Wer kennt sie nicht die Faszination Feuer. Schon von je her hat der Mensch sich mit dem Feuer beschäftigt. Ob es Erwachsene oder Kinder sind, Feuer hat so seinen eigenen Reiz.
Im Winter am offenen Kamin oder die Kerze beim Kindergeburtstag, immer ist der Schein der Flamme ein Mittelpunkt.
Aber leider können Kinder oft nicht zwischen dem Schönen und dem Bedrohlichen des Feuers unterscheiden. Kinder kennen nicht das Gute und das Böse Feuer. Deshalb ist die Anzahl von teilweise tödlichen Unfällen beim Umgang mit Feuer erschreckend. Daher nimmt die Brandschutzerziehung im Kindergarten und Grundschule immer weiter zu.

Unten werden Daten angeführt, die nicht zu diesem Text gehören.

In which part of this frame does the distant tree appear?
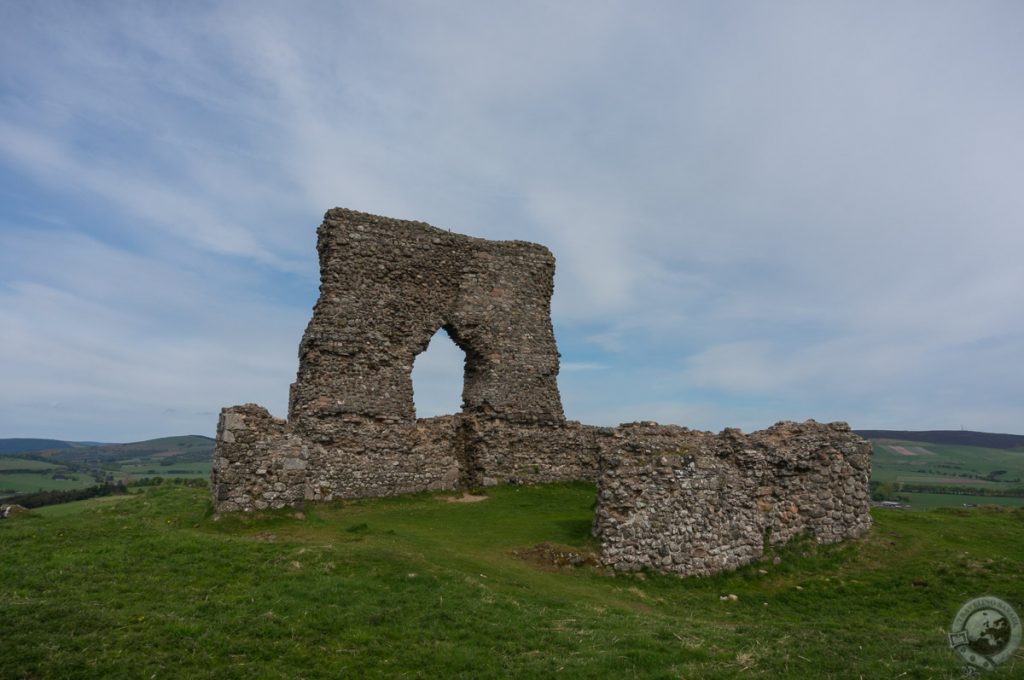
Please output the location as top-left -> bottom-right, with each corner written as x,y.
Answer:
871,482 -> 894,501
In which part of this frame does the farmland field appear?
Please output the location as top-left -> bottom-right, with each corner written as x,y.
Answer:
871,440 -> 1024,484
0,457 -> 59,471
870,439 -> 1024,508
0,470 -> 96,498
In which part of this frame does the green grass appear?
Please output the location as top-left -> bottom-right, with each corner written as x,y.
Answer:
3,483 -> 1024,678
872,440 -> 1024,484
897,492 -> 1024,510
34,435 -> 214,466
0,446 -> 214,500
113,460 -> 212,479
0,470 -> 97,498
30,493 -> 139,518
0,457 -> 58,471
871,440 -> 1024,508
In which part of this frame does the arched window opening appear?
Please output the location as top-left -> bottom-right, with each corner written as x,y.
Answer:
411,327 -> 465,418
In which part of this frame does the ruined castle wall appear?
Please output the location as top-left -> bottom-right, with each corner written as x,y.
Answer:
211,405 -> 307,512
212,407 -> 605,510
302,416 -> 462,501
458,418 -> 608,488
211,204 -> 874,578
592,421 -> 872,576
288,208 -> 564,444
212,208 -> 581,512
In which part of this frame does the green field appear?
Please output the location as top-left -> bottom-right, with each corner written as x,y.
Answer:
0,457 -> 58,471
113,460 -> 212,479
0,470 -> 96,498
0,436 -> 215,500
2,483 -> 1023,678
897,492 -> 1024,510
871,440 -> 1024,483
24,435 -> 215,466
870,440 -> 1024,508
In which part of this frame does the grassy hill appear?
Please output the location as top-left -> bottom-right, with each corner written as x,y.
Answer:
28,435 -> 215,465
856,429 -> 1024,450
2,483 -> 1022,678
864,432 -> 1024,509
0,435 -> 215,499
0,438 -> 80,454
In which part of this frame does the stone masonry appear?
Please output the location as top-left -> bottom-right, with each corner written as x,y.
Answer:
592,420 -> 873,575
212,208 -> 872,576
212,208 -> 603,512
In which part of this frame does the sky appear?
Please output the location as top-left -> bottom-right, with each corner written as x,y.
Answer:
1,1 -> 1022,441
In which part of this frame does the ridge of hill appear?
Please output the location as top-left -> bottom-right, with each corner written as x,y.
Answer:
38,435 -> 216,465
0,438 -> 81,454
0,435 -> 215,463
855,429 -> 1024,450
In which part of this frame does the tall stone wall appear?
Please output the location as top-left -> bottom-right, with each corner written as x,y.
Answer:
289,208 -> 563,435
212,208 -> 590,512
591,420 -> 873,576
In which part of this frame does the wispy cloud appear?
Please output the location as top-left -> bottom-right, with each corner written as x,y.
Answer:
1,1 -> 1021,438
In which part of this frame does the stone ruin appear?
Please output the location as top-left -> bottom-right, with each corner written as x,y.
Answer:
593,421 -> 872,575
212,207 -> 872,576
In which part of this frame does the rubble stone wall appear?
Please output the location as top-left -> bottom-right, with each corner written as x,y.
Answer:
211,208 -> 872,579
591,420 -> 873,576
212,404 -> 306,513
289,207 -> 564,438
212,208 -> 587,512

An der Landesfeuerwehr- und Katastrophenschutzschule in Koblenz werden Feuerwehrkameraden zum Schulklassenbetreuer ausgebildet. Diese führen in Kindergärten und Schulen die Brandschutzerziehung durch.
In der Verbandsgemeinde Ransbach - Baumbach sind das die Kameraden Christian Heine (FFw Ransbach-Baumbach) und Wolfgang Tyttlik (FFw Nauort) .
Eine der Hauptaufgaben liegt darin, den Kindern das Gefährliche des Feuers zu zeigen und ein richtiges Verhalten im Brandfall zu schulen.
Das beginnt mit dem Erlernen des Notrufes 112, mit Hilfe einer Telefonanlage wird es realitätsnah geübt.
Am Rauchhaus wird den Kindern gezeigt wie sich Rauch ( Giftgas ) verhält. Es wird erklärt wie sich das Giftgas auf Menschen auswirkt und was die Feuerwehr dagegen unternimmt.
Kinder sind natürlich dann bereit und möchten nur noch "Feuerwehrmann" werden. Wenn man ihnen aber die Einsatzausrüstung zeigt, insbesondere den Feuerwehrmann unter Atemschutz, fangen auch die Kleinen an das Ganze zu überdenken.
Wir Schulklassenbetreuer der VG Ransbach-Baumbach haben immer sehr viel Spaß mit "unseren Kindern" und freuen uns immer auf die Besuchstage in den Kindergärten und den Schulen der VG.